B. « L'EXCÈS DE NORMES NUIT NON SEULEMENT AUX FINANCES PUBLIQUES, MAIS AUSSI À NOS LIBERTÉS », DAVID LISNARD, PRÉSIDENT DE L'ASSOCIATION DES MAIRES DE FRANCE (AMF)

Merci beaucoup. Je vais rebondir sur la présentation qui vient d'être faite, en tentant de faire passer quelques-unes des convictions que nous essayons, avec d'autres, de faire partager, mais je prêche ici des convaincus.

La problématique de la simplification s'opposant à la complication est aussi ancienne que mon engagement.
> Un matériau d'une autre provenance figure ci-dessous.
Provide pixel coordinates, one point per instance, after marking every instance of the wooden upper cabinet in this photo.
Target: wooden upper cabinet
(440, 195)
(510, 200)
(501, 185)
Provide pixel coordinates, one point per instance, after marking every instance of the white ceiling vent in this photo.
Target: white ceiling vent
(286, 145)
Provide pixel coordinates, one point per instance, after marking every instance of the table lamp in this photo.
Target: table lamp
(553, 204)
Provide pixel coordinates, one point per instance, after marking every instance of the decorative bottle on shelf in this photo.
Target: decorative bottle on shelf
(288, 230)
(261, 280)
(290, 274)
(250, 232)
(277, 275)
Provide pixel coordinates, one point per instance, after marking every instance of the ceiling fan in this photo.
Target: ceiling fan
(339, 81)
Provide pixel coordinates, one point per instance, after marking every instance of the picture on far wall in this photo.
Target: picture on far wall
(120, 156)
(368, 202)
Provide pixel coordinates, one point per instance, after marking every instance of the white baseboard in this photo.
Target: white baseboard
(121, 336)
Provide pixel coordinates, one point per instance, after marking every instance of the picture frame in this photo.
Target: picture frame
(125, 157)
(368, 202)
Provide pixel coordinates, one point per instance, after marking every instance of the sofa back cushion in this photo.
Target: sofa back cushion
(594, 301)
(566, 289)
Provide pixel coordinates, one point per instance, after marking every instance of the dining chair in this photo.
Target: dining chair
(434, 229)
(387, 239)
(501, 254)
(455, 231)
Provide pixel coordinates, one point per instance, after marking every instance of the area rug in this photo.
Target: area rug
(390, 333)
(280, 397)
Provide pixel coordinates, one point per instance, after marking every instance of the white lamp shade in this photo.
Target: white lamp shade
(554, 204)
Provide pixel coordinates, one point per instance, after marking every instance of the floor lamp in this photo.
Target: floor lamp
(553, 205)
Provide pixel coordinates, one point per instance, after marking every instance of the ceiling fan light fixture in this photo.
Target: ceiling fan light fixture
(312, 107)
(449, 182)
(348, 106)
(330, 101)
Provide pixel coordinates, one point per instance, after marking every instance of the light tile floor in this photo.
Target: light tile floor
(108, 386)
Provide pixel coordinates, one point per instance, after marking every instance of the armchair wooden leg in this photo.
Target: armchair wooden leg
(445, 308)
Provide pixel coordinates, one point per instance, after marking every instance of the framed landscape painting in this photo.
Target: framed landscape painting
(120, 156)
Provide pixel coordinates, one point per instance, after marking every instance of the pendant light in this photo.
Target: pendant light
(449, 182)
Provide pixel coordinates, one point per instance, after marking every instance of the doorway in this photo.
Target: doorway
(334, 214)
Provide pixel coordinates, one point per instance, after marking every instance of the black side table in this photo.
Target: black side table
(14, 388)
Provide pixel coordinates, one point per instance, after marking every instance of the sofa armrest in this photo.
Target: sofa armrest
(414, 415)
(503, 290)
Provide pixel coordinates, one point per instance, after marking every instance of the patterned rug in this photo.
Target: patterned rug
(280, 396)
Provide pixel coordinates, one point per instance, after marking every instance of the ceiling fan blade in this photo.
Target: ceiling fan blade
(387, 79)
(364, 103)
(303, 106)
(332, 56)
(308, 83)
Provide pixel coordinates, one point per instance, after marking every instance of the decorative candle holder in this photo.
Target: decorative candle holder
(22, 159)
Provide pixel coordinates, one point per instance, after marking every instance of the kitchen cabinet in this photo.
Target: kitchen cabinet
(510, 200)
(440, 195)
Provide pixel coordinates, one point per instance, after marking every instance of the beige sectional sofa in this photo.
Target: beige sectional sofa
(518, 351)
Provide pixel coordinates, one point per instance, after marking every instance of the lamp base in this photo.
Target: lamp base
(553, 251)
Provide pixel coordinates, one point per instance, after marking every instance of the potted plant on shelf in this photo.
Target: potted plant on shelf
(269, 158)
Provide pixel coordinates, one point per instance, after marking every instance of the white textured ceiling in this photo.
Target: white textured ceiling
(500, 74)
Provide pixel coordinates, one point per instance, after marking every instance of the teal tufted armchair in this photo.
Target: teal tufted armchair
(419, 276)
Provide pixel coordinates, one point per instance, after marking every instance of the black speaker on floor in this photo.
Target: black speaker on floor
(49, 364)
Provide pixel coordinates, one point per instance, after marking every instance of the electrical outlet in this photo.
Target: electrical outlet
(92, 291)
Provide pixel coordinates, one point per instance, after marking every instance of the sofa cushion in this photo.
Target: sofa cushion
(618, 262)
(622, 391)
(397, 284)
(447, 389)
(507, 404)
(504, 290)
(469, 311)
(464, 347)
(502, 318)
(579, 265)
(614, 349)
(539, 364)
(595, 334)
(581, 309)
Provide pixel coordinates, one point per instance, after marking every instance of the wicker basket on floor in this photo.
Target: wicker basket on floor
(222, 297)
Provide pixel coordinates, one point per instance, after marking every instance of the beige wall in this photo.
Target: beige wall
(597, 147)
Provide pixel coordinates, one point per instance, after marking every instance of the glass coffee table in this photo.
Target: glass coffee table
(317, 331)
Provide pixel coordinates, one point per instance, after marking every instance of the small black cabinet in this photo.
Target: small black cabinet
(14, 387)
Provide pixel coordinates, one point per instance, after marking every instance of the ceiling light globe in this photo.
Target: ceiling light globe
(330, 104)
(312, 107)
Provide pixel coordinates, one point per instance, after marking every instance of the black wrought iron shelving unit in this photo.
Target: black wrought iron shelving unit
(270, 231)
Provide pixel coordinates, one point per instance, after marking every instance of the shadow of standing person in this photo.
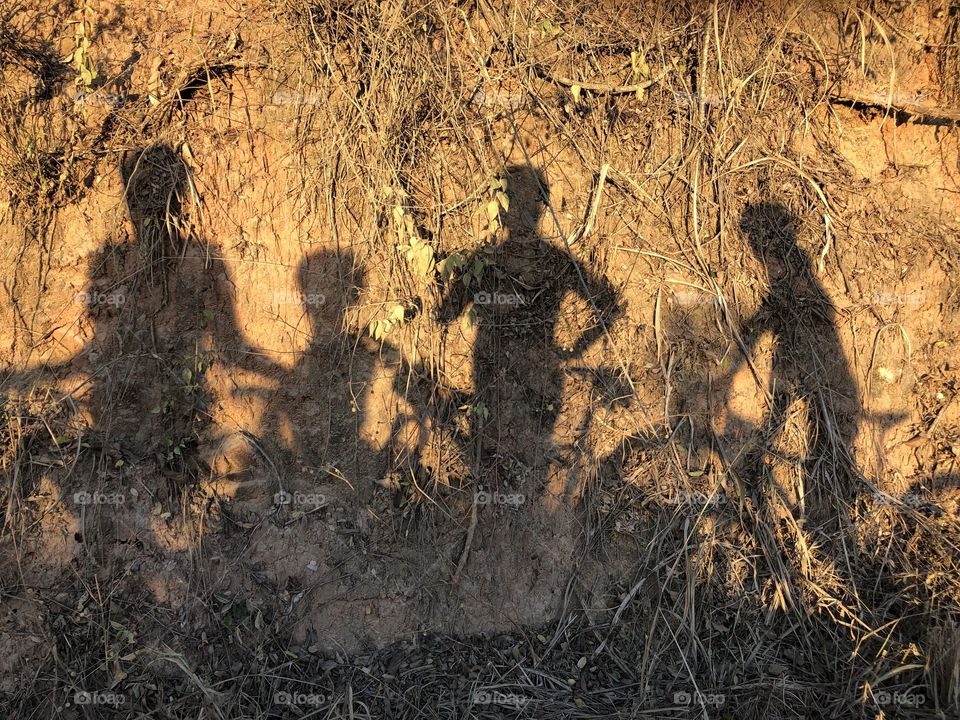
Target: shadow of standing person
(522, 338)
(808, 364)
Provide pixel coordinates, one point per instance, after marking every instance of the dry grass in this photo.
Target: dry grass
(781, 609)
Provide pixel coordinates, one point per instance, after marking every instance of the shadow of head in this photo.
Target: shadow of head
(528, 193)
(328, 283)
(771, 230)
(154, 180)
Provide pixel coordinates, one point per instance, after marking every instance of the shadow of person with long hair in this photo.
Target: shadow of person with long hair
(516, 302)
(809, 371)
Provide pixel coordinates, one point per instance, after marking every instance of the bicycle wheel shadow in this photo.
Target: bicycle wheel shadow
(753, 483)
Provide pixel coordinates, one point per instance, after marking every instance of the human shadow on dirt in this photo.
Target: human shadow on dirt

Malgré tous les discours depuis des années, nous constatons cette croissance des normes et des règles. Ce qui nous paraît évident et redondant dans nos discours constitue en fait un objet hors du champ politique et médiatique qu'il est très difficile de transmettre.

J'ai publié ce matin une chronique dans le quotidien « L'Opinion », où je raconte toutes mes tentatives pour réutiliser les eaux usées de ma commune. Tout ce que je dis est vrai, mais en-dessous de la réalité à propos d'un projet pionnier il y a 10 ans.

Je souhaite remercier le Sénat pour son approche toujours proactive sur ces questions et au service des collectivités et des communes de France. Je remercie particulièrement Gérard Larcher pour son action permanente, son écoute et son respect à l'égard de l'Association des maires de France, vieille maison qui défend la liberté locale comme matrice d'une certaine idée de l'organisation des pouvoirs publics, qui génère de la prospérité, de l'efficacité, de la démocratie. Les libertés locales sont au coeur d'un modèle républicain, non antinomique avec celui de l'unité de la Nation.

Je veux saluer le travail inlassable de Françoise Gatel, présidente de cette délégation, et celui de son vice-président Rémy Pointereau. Je les remercie d'avoir pris cette initiative d'États généraux auxquels vous avez tout de suite associé l'AMF. Je salue également les représentants de toutes les communes et de toutes les associations présents ici.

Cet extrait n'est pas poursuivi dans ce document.